A mensagem é simples: toda economia está sujeita às ações dos políticos. Caso não existam regras para conter essas ações, há um potencial risco de que a prosperidade socioeconômica seja destruída.
Por uma ironia terrível, Ulisses -ou Odisseu, em grego- é um perfeito símbolo da crise grega.
A Grécia se juntou à União Monetária Europeia em 2001, após, supostamente, ter ajustado as suas contas fiscais conforme as exigências. Entretanto, em 2011, no auge da crise, vem à tona a notícia de que políticos gregos teriam, no período entre 2003 a 2009, maquiado as contas públicas que apresentava à União Europeia (UE).
Em outras palavras, houve uso e e abuso da chamada “contabilidade criativa”. Como geralmente ocorre nestes casos, o governo grego passou anos gastando mais do que poderia, uma prática que faria sorrir o nosso mais excitado keynesiano vulgar (ou, como diz o economista Alexandre Schwartsman, “keynesiano de quermesse”).

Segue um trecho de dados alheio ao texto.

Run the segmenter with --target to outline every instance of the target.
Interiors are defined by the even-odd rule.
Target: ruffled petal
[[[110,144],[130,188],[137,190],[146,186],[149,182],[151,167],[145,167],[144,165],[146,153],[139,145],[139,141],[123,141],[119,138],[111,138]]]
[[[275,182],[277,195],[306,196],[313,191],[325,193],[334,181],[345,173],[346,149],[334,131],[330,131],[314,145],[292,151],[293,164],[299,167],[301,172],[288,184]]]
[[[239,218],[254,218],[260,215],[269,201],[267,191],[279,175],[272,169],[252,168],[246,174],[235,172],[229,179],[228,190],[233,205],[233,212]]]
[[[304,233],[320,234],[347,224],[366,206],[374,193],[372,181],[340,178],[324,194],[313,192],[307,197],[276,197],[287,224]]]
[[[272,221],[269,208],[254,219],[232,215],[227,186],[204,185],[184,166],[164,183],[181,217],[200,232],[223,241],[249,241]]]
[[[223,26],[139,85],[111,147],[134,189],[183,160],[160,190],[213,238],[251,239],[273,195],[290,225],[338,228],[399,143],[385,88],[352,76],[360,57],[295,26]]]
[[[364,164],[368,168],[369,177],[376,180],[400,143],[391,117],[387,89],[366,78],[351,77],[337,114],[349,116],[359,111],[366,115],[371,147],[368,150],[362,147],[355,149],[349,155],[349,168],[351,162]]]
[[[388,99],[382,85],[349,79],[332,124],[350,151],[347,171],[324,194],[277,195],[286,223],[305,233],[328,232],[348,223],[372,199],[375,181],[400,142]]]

Mas em economia “não existe almoço grátis”: a gastança de hoje significa maiores necessidades de recursos amanhã. Por que os europeus -e os gregos- não perceberam isso antes?

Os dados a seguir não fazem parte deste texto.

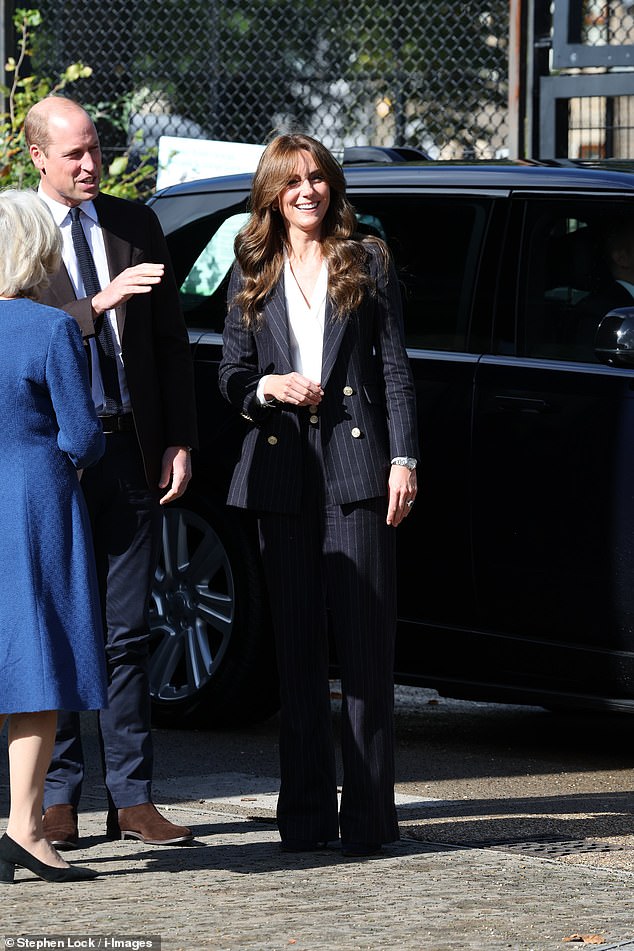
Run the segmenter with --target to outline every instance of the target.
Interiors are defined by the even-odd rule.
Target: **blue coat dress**
[[[104,451],[81,332],[0,300],[0,714],[106,705],[90,525],[77,469]]]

Pense na seguinte analogia: um grupo de dez pessoas que decida, voluntariamente, pagar ao chefe do grupo (o governo) cinco centavos cada. Em seguida, o chefe do grupo decide que um deles ficará com os 50 centavos arrecadados. O sortudo escolhido ganhou, em termos líquidos, 45 centavos.
De maneira similar, a Grécia, enquanto mentia sobre a sua situação fiscal, imaginava ter encontrado a fórmula para gastar apenas cinco centavos e receber nove vezes o valor que pagou.

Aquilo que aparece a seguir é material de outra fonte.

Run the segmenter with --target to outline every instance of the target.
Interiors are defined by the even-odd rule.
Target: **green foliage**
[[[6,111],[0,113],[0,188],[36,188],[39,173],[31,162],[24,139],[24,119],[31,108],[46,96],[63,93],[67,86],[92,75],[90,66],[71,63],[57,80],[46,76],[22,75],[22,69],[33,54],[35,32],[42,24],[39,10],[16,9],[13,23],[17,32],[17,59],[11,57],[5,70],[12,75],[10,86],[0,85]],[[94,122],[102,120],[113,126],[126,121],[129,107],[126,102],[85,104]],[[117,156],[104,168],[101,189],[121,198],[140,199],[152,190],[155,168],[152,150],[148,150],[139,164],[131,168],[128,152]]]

Com a crise de 2008, que se desdobrou em uma crise de crédito, descobriu-se que o padrão de vida usufruído pelos gregos por tanto tempo era ilusório. Ele era fruto, entre outros fatores, de uma verdadeira irresponsabilidade de seus políticos, prejudicando tanto a sua população quanto o resto da Europa.
Para piorar, o PIB do país encolheu (7% somente no último trimestre de 2011) e o pagamento da conta veio no curtíssimo prazo, forçando soluções desagradáveis não apenas para os gregos, mas para todos os europeus.
Alguns acham que o governo grego poderia optar por sair da UE, outros falam de sua “expulsão”. A adoção de um governo provisório por parte da UE é uma possibilidade, embora enfrente o velho fantasma do nacionalismo -ironicamente, o mesmo nacionalismo não faz tanto barulho quando um governo cede sua política monetária a outro, ao adotar uma taxa de câmbio fixa.
Independentemente do governo que se tenha na Grécia, o fato é que não há possibilidade de recuperação acelerada: os parceiros comerciais da Grécia não vivem um bom momento econômico.
Não existe a opção de “não cumprir” as exigências dos credores. Fora ou dentro da UE, o fato é que o governo grego não abandonará os benefícios do comércio mundial: o melhor caminho é a negociação, não o calote.
Infelizmente, no momento, Ulisses está amarrado às sereias e não parece conseguir nadar de volta ao barco que, por sua vez, não tem a seu favor os bons ventos da economia mundial.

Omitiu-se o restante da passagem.